Students learn to bypass tracking apps

Bailey Kirkeby, Co-Editor-in-Chief

Although helicopter parents typically have pure intentions when attempting to track their kids through applications such as Life360 and Apple’s Find My Friends, some teens seek ways to trick these location trackers to elude their parents’ ever-watchful eyes.

According to the Life360 website, the simplest way to avoid location tracking is by logging out or uninstalling the app.  However, this method may pose risks for teens; by logging of the app, parents can see their child’s last known location, and an alert flag indicates that the child has logged out of or uninstalled the app, which remains until the child reenters the app.

Due to the potential for parents to see that their child has turned off Life360, the app’s website suggests that teens can acquire a second “burner” phone — on which they can download Life360 — and leave this phone in the location they’re supposed to be.  Unfortunately, not only are most teens economically dependent on their parents, but the benefits of acquiring a second phone to avoid being tracked do not outweigh the costs. However, if teens have a second preexisting smart device, such as a tablet, they can follow this method and download the Life360 app on their secondary device.

Another method for teens to spoof their location is to download an app that allows users to set their location to wherever they want.  Android smartphones are highly configurable, so teens hoping to avoid being tracked can download a fake GPS app and make a few changes to their phone’s settings (how-to guides are readily available online).  

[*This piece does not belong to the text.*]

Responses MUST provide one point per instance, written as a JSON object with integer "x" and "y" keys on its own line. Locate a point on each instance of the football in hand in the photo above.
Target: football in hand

iPhones are less configurable, so teens with this device will have more trouble spoofing their location.  At the time of publication, the only known way to change an iPhone’s location is to download iTools, a $30.95 desktop app, connect the iPhone to the computer and set location through the desktop app.  However, the phone has to stay connected to the computer to maintain this false location, so teens will be unable to bring their phone when they sneak off to mysterious locations.